Müzakereler de işte tam bu noktada kilitleniyor.

İsrail ordusunun hâlihazırda uyguladığı plan Gazze Şeridi’nin güneyinin, kuzeyinin ve doğusunun yeniden işgal edileceğini, iki milyonu aşkın insanın batıda sahil şeridine hapsedileceğini gösteriyor.

Gazze Şeridi’nde Batı Şeria’daki gibi “güvenlik koordinasyonu” adı altında direniş güçlerine karşı iş birliği yapacağı birilerini arayan İsrail, aradığını Ebu Şebab grubunda bulmuş gibi.

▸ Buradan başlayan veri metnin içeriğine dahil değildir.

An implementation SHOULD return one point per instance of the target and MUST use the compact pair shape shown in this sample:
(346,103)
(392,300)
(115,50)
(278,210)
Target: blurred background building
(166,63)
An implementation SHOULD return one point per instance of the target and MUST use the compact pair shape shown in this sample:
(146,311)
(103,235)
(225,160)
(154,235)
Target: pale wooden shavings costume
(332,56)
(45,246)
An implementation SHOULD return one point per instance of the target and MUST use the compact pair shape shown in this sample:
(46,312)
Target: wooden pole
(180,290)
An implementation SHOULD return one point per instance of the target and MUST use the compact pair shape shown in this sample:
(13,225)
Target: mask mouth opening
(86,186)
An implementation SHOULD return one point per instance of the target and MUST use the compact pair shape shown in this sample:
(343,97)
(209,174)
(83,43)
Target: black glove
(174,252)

İzzeddin el-Kassam Tugayları, bir yandan işgal güçleriyle savaşırken diğer yandan “milis gücü” olarak nitelediği ve Gazze Şeridi’ne giren yardımları yağmalamakla suçladığı grubun üyelerine operasyon düzenliyor.

Ancak İsrail ve bazı Arap rejimleri tarafından desteklenen grupla girilecek silahlı mücadele, Gazze Şeridi’nde onca sıkıntının arasında bir de Filistin toplumunda kapanması zor yaralar açacak iç savaş kâbusunun ortaya çıkması anlamına geliyor.

Çünkü grup üyeleri Gazze Şeridi’ne dışarıdan gelmiş insanlar değiller.

Aileleri ve aşiretleri var.

Grup lideri Yasir Ebu Şebab’ın Filistin Devlet Başkanı Mahmud Abbas’ın Dini İşler Danışmanı ve Filistin Başkadısı Mahmud el-Hebbaş ile iletişim halinde olduğu belirtiliyor.

Sosyal işler, tarım, vakıflar ve dini işler bakanlıkları da yapan ve Batı Şeria’da yaşayan Mahmud el-Hebbaş, aslen Gazze Şeridi’ndeki en-Nuseyrat Kampı’ndan.

Hamas bugüne kadar Batı Şeria’daki liderleri ve üyeleri ne kadar baskıya ve zulme uğrarsa uğrasın, Fetih üyelerini ve Abbas’a bağlı güvenlik görevlilerini -direnişçilere karşı işgal güçleriyle iş birliği yaptıkları halde- hedef almamıştı.

İşgale karşı mücadelenin “Filistinliler arası çatışmaya” dönmesinden ısrarla kaçınmıştı.

Muhammed Dahlan ve adamları Gazze Şeridi’nden kovulurken bu ilke kısa süreliğine askıya alındı.

İzzeddin el-Kassam Tugayları bir kez daha “silahını Filistinlilere doğrultmak” zorunda kalabilir.

Dahlan ve çetesi Gazze Şeridi’nden kovulurken el-Kassam Tugayları işgal ordusuyla savaş halinde değildi.

Gazze Şeridi sakinleri bombardıman altında açlıkla boğuşmuyordu.

Operasyon birkaç günde sona erdi ve çatışmalar iç savaşa dönüşmedi.

Maalesef şimdi koşullar 2007 yazından daha kötü ve Filistin direnişinin işi daha zor.